In three dimensions, things are only a little more complicated. For three data points, we get three planes, one between each pair of data points. These three planes come together in a line of points that are the same distance from all three data points. If we have four data points then we get four such lines (one for each data point that we leave out) and they will meet in a point that is the same distance from all four data points. The planes defined by pairs of these four points also meet at this point. If you were to stand at one of these points and look around, you would see a number of polygons, one between you and each neighboring data point. These polygons meet along their edges, with each edge along a line defined by your data point and two others. Thus the Voronoi cells around three-dimensional data points are polyhedrons, such as tetrahedrons, cubes and pyramids, but also much more complicated and much less symmetric ones like the one shown in the Figure to the right.
In higher dimensions, the Voronoi cells will be higher dimensional versions of polygons and polyhedrons. These are called polytopes in general. But rather than trying to visualize what they look like (There are tricks to do this for four-dimensional polytopes, but after that it gets ugly pretty fast.) I recommend just keeping the two- and three-dimensional pictures in your mind when you think about the higher dimensional cases. As always, this is slightly risky because of the curse of dimensionality, but it’s better than nothing.
There are two important things to note about the Nearest Neighbors algorithm. First, you can see that in the picture of the Voronoi cells above, there is one blue point that is isolated from the rest. This could be a result of noise, or an error in the data. (Maybe someone accidentally checked the wrong box under favorite restaurant when they filled out their questionnaire.) On the other hand, it might represent an actual structural feature of the data. Since there’s only one data point representing it, it’s probably noise, but the Nearest Neighbors algorithm doesn’t take that into account. So points near that one noisy data point will probably be misclassified. Two posts from now, I’ll discuss K-Nearest Neighbors, which will address this problem.

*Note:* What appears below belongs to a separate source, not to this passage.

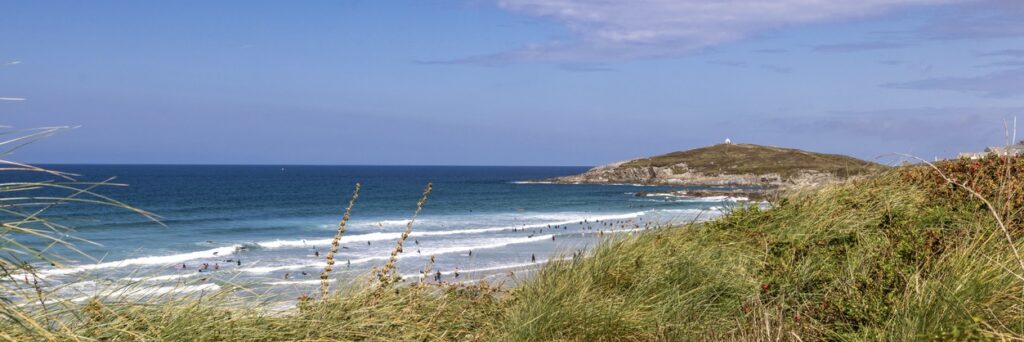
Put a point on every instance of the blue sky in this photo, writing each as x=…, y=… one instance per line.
x=515, y=82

Second, note that Nearest Neighbors does not require us to initially assume anything about the distribution of data. This is in contrast to regression, in which we had to make a choice about what type of curve to fit to the data. This flexibility comes with some major trade-offs: On the one hand, flexibility can be very useful in the real world, where data often doesn’t fit a nice simple model. In such a situation, nearest neighbors should still give us a reasonable answer. On the other hand, finding a simple model, as in regression, gives us nice summary of the data that a human might be able to understand and interpret. A simple model also allows us to make fast, computationally inexpensive predictions. Nearest neighbors requires us to keep the original data on hand and depending on how we define the distance between points, it can be very slow to compare each new data point to each of the original data points. This type of trade-off is essentially unavoidable in the world of data analysis and each of the algorithms that we’ll look at in upcoming posts will implicitly choose a different balance between flexibility and simplicity/efficiency.